The formatting and style of the piece somewhat formulaic and doesn’t stray much from what’s been seen before. It’s in the execution and painting of the portrait itself that helps separate Won’t You Be My Neighbor? from the rest of the pack. Through a combination of archival footage, talking head interviews and animated interludes, audiences come to have a better understanding of the show than they could possibly imagine. More often than not, it’s Rogers who does the talking. Whether it be straight to the camera talking about his early life, expressing concern over if the show will have impact, or addressing congress, he presents a gentle figure.
Even in his failures, there’s a majesty to the way Rogers conducts himself. Two television programs he attempted, while on break from Neighborhood, placed a focus on adults and more esoteric topics. They struggled connect the same way his children’s program did, yet there’s no denying he launched into them with the same unbridled passion. Seeing the way he discusses the beauty of piano with an esteemed pianist, you can tell he saw things ever so differently.
Should the documentary need to carry some form of warning, it’s this: bring tissues. There isn’t anything out of the ordinary that occurs, yet in his open honesty and kind decency, Fred Rogers is able to tug at the heartstrings of anyone who will listen. Even seemingly, without trying.
Another surprising aspect to the proceedings, is that of timeliness. Rogers himself passed away 15 years ago, his show off the air for slightly longer, but the lessons, values and ideal broached are just as important now, as they were then. It’s easy to dismiss his program as nothing more than “for kids”. What most may not realize is that Neighborhood went out of its way to cover subject matter other shows of its ilk avoided. Topics like conflict, divorce, love, death, disabilities, racial equality and assassination were the norm, sometimes with a week’s worth of shows dedicated to cover the totality of one concept. The first episodes themselves are things of legend. In the land of make-believe, King Friday the 13th waged war against outsiders wanting to bring about change. Of course, the allegory he was drawing was to the Vietnam war, which was raging at the time.

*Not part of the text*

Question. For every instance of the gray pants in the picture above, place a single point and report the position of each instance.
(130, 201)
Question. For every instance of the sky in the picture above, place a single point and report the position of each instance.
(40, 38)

If there’s one big takeaway from the documentary, it’s that we’re so cynical as a society, we need to imagine that someone like Fred Rogers had to have some skeleton’s in his closet. He didn’t. It just turns out be was a good and decent man, who wanted nothing more than to make the world a better place. Being someone who was denied a normal childhood, he went out of his way to make sure anyone else in his situation, or just any child, for that matter, knew of what lay before them in life. Above all he touted a simple ideology that’s almost devastating in its kindness: “you are worthy of love, joy and acceptance. no matter what”.
For most people, the lasting legacy of a show like Mister Roger’s Neighborhood, would be enough to be remembered for. What makes this documentary special is that it features no big earth shattering reveals or condemnations. In a way it just shows how truly singular and unique one man was. The kind of person we all strive to want to be, but rarely become. This may sound like hyperbole. It may sound preposterous. It may sound flat out ridiculous. Make no bones about it, Won’t You Be My Neighbor? isn’t just one of the best documentaries in sometime, it’s one of the best movies of the year.